An ABC network spokeswoman said an autopsy will be made to determine the cause of Bergman’s death. He had undergone an operation for a brain tumor several years ago, but had returned to work, she said.
Bergman, a New York native, joined ABC as a news writer in 1954. An accomplished pilot, he became a specialist in aerospace reportage and covered every U.S. manned spaceflight since the first by Alan Shepard in 1961, the same year Bergman became science editor.
He also was on hand for the January, 1986, Challenger disaster, the fiery deaths of three astronauts in a launch pad explosion in 1967 and the explosion that threatened the Apollo 13 astronauts as they headed for the moon.

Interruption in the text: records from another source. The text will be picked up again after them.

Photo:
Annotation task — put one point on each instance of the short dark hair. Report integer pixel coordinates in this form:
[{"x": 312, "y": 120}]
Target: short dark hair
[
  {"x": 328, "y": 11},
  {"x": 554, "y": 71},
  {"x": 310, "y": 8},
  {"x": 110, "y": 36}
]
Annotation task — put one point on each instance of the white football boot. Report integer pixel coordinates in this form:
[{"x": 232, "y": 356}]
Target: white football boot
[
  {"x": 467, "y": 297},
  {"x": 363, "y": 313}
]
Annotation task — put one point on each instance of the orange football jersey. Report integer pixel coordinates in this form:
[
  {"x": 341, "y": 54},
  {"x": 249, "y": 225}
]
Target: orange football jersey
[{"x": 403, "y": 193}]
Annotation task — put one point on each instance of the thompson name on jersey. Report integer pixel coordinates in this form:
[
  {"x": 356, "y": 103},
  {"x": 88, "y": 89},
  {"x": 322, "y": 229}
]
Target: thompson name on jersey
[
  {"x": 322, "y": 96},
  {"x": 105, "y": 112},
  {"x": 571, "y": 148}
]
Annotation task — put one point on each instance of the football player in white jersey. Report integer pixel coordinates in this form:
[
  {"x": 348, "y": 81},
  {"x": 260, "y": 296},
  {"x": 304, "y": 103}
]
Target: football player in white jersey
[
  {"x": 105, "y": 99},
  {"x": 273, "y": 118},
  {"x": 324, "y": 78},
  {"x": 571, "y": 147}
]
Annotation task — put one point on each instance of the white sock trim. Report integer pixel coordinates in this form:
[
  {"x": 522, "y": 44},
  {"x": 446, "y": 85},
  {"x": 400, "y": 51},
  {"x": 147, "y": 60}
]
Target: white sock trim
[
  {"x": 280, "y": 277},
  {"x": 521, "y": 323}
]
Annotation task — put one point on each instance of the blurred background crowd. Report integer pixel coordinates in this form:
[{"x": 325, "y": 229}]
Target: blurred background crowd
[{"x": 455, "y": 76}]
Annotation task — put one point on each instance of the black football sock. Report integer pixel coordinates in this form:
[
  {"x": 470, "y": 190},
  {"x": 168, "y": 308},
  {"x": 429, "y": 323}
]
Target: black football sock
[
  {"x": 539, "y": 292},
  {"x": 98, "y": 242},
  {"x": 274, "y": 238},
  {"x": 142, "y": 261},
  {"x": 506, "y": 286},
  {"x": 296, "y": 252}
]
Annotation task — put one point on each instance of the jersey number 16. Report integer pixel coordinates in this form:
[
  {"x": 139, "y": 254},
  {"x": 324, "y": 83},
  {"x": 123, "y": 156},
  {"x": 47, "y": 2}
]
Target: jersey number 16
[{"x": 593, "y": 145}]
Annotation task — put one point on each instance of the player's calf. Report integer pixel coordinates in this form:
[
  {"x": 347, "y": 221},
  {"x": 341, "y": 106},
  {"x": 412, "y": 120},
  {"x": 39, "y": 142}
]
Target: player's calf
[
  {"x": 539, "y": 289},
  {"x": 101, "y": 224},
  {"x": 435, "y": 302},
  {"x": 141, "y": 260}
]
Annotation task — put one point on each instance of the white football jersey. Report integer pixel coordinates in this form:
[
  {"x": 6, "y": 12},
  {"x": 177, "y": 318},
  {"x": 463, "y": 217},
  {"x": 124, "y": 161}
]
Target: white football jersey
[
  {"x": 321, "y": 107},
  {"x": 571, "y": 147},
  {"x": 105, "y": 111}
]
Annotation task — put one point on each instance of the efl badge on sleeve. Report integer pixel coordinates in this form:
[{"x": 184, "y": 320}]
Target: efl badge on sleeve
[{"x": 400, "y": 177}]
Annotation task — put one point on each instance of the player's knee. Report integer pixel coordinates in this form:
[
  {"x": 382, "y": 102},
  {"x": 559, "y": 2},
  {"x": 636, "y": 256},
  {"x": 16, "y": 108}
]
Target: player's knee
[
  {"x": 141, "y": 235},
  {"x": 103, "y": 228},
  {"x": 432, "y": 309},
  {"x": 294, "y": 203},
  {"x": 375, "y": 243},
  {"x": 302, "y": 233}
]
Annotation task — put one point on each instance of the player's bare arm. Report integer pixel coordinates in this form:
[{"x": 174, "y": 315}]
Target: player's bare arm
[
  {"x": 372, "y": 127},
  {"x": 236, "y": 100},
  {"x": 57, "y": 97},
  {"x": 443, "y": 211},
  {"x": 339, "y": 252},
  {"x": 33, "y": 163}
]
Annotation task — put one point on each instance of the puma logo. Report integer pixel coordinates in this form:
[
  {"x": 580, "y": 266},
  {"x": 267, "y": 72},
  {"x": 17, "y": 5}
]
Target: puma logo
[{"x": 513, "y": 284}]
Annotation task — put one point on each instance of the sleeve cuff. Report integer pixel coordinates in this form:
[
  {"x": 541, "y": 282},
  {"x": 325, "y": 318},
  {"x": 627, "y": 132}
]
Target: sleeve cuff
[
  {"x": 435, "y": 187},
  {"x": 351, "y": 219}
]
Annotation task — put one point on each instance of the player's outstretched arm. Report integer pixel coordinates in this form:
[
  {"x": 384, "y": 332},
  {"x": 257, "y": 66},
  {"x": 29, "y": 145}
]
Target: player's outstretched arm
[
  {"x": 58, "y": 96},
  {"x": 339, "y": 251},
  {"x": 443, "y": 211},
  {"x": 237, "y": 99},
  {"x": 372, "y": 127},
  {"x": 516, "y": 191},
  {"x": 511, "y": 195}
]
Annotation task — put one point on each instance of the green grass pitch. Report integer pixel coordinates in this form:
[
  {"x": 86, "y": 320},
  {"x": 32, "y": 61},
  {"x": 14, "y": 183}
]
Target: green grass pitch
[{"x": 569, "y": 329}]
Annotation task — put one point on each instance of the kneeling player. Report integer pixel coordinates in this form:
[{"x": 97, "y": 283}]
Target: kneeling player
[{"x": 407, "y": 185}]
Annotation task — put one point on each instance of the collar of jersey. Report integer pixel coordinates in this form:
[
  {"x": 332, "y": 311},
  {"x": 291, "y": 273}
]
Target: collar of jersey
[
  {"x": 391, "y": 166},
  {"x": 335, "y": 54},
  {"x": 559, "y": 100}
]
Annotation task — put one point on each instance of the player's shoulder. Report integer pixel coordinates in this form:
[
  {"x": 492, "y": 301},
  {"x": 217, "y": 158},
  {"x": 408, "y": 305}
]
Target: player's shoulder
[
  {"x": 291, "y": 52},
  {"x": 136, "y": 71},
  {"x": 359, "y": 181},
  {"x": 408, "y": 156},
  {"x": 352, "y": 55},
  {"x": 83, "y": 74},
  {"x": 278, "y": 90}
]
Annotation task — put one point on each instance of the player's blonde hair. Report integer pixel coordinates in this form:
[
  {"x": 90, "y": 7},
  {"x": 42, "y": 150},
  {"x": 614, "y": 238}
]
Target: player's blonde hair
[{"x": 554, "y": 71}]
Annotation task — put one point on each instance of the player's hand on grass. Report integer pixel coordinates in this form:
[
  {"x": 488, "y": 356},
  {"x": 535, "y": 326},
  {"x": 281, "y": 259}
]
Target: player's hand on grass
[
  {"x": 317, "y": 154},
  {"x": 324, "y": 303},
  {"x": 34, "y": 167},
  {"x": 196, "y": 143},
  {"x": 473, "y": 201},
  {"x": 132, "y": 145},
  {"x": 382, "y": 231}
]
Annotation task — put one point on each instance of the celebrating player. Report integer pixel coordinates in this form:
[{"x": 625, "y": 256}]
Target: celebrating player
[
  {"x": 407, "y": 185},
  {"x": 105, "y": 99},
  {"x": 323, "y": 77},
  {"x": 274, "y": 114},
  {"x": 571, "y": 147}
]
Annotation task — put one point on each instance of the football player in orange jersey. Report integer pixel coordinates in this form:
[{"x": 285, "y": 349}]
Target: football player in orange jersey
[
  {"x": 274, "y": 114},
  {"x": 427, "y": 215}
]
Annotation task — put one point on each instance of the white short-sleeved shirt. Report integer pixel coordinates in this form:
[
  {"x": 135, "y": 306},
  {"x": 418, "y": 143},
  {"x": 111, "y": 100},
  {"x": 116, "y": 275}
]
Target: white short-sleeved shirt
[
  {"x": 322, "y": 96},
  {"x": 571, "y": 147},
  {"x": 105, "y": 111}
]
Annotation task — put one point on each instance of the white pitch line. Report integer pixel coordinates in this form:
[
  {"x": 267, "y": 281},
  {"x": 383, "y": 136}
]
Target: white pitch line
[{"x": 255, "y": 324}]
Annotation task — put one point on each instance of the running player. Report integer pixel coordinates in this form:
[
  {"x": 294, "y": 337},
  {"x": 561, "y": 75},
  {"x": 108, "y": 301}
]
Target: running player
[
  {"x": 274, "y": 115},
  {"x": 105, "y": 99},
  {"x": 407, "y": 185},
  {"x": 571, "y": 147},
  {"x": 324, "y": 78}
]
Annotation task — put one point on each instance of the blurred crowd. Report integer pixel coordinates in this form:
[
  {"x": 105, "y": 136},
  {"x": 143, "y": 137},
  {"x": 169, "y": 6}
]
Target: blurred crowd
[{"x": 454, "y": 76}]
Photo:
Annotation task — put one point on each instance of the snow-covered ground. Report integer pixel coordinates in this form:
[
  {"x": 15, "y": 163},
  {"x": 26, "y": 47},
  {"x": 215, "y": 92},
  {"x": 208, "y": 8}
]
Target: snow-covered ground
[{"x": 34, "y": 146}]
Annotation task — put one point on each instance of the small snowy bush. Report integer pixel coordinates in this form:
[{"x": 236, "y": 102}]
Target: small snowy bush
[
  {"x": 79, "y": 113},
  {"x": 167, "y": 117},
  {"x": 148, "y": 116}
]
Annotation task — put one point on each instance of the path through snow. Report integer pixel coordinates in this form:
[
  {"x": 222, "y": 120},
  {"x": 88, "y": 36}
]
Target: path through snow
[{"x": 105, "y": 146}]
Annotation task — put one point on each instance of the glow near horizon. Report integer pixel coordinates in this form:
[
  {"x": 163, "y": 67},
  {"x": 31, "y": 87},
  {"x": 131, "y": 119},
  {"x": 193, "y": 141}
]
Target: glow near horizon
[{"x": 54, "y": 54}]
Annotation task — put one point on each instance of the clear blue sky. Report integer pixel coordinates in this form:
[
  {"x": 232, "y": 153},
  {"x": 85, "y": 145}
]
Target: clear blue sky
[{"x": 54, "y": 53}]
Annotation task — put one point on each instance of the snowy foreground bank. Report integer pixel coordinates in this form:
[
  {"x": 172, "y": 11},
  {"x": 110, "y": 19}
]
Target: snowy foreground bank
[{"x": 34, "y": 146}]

In 1974, he wrote and narrated a documentary entitled “Fire” that won an Emmy award.
Bergman also covered medical breakthroughs such as heart transplants, cancer treatment and the search for the cause of Legionnaire’s disease.
His last network broadcast was Jan. 22 when he covered a symposium on the future of space.
ABC News President Roone Arledge, in a prepared statement, said Bergman “will be sorely missed” by his colleagues and those he covered. The newsman is survived by his wife, Joanna, and three children.